Bug 2004836

Summary:	NoExecute taint is not being applied when nodes become unreachable
Product:	OpenShift Container Platform	Reporter:	Joel Rosental R. <jrosenta>
Component:	kube-controller-manager	Assignee:	Jan Chaloupka <jchaloup>
Status:	CLOSED CURRENTRELEASE	QA Contact:	zhou ying <yinzhou>
Severity:	high	Docs Contact:
Priority:	high
Version:	4.6	CC:	aarrichi, alosadag, aos-bugs, bdeschen, cldavey, ddelcian, eparis, fburatti, fherrman, jchaloup, knarra, lsaldana, mfojtik, ptang, rhowe, riontel, vmedina
Target Milestone:	---
Target Release:	---
Hardware:	Unspecified
OS:	All
Whiteboard:
Fixed In Version:		Doc Type:	If docs needed, set a value
Doc Text:		Story Points:	---
Clone Of:		Environment:
Last Closed:	2021-12-26 14:20:23 UTC	Type:	Bug
Regression:	---	Mount Type:	---
Documentation:	---	CRM:
Verified Versions:		Category:	---
oVirt Team:	---	RHEL 7.3 requirements from Atomic Host:
Cloudforms Team:	---	Target Upstream Version:
Embargoed:
Bug Depends On:	1994111, 2008266
Bug Blocks:

Description Joel Rosental R. 2021-09-16 07:54:54 UTC

Description of problem:
After doing an availability test by network isolating some worker nodes. As stated in the documentation below, it is the expectation that the taint "node.kubernetes.io/unreachable:NoExecute" would be added to nodes after five minutes and Pods could be re-scheduled in other available nodes.

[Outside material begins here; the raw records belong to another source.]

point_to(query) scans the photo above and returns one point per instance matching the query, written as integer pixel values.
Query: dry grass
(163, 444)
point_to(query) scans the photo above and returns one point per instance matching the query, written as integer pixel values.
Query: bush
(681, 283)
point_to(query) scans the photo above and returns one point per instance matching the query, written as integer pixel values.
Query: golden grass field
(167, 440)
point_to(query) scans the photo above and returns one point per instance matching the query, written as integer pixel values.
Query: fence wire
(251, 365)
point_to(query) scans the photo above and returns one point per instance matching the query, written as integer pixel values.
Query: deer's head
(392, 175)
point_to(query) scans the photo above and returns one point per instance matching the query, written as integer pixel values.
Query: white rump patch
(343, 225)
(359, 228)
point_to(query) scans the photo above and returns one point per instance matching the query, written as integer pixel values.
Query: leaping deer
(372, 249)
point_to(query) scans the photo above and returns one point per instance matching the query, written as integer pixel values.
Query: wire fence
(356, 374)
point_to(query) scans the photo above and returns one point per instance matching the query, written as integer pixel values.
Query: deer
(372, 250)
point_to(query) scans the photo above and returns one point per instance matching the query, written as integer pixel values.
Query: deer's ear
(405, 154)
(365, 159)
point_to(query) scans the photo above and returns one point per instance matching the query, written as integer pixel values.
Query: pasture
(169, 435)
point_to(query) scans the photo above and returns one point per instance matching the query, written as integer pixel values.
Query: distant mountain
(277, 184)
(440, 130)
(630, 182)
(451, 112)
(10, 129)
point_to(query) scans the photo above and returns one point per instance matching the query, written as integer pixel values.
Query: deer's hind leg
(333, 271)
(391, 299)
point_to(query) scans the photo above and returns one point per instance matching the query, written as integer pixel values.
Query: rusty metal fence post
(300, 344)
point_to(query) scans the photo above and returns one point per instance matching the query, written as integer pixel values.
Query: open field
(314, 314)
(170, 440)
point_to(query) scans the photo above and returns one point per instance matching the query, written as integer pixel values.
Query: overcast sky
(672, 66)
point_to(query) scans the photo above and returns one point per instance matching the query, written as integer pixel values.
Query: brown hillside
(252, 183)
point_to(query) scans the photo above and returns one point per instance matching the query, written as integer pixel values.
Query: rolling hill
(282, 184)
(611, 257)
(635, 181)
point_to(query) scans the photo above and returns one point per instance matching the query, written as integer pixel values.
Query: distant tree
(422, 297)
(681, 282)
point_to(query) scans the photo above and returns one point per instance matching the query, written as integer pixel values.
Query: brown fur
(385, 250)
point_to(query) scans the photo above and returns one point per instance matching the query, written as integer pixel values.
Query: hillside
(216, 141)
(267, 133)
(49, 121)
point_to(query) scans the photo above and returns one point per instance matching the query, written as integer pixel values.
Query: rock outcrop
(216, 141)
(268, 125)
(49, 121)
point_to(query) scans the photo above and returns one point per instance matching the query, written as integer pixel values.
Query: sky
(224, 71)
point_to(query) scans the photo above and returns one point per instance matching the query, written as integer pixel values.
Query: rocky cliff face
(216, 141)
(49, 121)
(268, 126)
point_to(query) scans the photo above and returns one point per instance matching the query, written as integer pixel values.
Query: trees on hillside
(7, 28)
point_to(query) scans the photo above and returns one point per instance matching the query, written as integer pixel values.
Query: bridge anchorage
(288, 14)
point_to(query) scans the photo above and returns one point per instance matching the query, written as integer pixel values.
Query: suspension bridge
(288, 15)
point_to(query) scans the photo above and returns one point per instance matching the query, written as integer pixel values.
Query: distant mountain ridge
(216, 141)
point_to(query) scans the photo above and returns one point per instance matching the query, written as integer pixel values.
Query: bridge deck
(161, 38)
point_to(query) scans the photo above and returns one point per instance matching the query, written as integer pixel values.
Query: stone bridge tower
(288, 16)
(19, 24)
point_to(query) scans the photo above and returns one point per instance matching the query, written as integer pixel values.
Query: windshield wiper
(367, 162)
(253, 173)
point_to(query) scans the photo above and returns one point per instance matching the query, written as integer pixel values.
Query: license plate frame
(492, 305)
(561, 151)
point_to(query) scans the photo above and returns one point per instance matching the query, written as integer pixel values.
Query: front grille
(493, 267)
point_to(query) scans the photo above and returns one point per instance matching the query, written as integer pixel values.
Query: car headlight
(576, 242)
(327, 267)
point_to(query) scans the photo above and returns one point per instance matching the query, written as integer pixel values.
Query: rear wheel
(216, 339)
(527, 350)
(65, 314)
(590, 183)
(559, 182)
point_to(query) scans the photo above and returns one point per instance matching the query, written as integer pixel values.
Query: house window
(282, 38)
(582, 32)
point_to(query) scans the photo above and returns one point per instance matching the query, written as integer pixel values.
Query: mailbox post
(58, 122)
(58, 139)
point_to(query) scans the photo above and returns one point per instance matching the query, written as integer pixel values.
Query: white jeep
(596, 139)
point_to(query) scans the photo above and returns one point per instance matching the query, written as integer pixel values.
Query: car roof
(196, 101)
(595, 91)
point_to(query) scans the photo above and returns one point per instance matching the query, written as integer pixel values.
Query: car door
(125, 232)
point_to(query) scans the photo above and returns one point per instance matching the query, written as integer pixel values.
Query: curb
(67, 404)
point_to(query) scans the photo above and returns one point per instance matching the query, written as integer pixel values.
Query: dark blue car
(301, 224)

https://docs.openshift.com/container-platform/4.6/nodes/scheduling/nodes-scheduler-taints-tolerations.html#nodes-scheduler-taints-tolerations-about-taintBasedEvictions_nodes-scheduler-taints-tolerations

However, it was noticed that once any node becomes "unrecheable" either by turning it off or shutting down the kubelet service, only a taint with "NoSchedule" effect is added to the node, so the pods that were running in this node are never evicted.

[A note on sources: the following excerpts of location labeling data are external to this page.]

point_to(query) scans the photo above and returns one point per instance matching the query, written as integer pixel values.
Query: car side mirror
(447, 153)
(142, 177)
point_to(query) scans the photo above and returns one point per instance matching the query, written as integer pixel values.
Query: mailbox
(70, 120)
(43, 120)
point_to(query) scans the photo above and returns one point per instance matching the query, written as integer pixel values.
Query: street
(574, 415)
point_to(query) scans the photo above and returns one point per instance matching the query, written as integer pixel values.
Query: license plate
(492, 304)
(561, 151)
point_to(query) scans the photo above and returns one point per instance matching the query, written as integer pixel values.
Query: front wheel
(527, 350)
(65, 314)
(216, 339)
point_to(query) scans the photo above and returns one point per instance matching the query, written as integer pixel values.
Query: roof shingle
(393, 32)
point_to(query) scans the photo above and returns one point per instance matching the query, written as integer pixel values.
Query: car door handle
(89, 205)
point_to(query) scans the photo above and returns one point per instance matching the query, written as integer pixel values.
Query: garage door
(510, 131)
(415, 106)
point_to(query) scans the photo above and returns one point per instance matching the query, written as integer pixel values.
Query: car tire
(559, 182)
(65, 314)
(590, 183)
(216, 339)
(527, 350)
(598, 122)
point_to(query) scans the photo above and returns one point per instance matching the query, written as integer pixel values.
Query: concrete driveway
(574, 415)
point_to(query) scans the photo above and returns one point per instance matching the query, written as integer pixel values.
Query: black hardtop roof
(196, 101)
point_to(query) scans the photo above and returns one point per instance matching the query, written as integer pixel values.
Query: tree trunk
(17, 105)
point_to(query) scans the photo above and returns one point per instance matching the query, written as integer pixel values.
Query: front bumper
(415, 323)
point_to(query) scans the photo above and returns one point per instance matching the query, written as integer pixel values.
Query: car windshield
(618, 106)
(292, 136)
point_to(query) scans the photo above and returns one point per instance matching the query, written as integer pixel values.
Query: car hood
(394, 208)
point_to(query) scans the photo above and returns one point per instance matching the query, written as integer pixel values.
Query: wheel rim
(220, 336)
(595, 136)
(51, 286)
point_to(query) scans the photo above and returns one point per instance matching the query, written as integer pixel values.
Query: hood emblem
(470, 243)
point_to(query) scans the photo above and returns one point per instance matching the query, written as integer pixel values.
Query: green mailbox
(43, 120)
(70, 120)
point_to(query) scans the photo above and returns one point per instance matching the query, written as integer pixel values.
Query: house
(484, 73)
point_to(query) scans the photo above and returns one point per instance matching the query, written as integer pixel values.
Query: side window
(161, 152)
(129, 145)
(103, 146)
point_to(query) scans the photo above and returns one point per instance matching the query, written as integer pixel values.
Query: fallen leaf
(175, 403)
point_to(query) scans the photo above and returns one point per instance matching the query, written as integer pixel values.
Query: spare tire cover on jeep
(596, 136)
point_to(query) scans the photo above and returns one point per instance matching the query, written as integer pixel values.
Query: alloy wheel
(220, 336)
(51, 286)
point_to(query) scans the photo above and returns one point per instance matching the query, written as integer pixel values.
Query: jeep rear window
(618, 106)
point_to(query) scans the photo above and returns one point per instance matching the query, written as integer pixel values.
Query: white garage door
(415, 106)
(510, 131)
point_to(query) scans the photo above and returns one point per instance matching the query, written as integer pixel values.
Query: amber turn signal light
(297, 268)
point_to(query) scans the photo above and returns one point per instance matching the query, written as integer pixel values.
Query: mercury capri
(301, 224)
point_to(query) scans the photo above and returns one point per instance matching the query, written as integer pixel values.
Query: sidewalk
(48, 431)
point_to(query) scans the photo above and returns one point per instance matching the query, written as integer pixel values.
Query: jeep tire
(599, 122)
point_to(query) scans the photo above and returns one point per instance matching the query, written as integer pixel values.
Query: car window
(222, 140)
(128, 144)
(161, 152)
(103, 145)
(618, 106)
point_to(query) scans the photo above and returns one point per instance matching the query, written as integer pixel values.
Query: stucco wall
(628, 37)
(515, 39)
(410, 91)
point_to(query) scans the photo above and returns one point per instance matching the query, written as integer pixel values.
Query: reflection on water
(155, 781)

Version-Release number of selected component (if applicable):

4.6.21

How reproducible:
Always on customer environment.

Steps to Reproduce:
1. Either shutdown the node or the kubelet service
2. Wait until the node is marked as "NotReady"  and it's marked as "unreacheable".


Actual results:
Only the "node.kubernetes.io/unreachable:NoSchedule" taint is added to the node.

Expected results:
The "node.kubernetes.io/unreachable:NoExecute" taint should be added as well.

Additional info:

Comment 32 RamaKasturi 2022-11-21 13:05:31 UTC

Marking the qe_test_coverage flag to '+' because the verification for this test is being covered by z stream regression e2e, upgrade tests.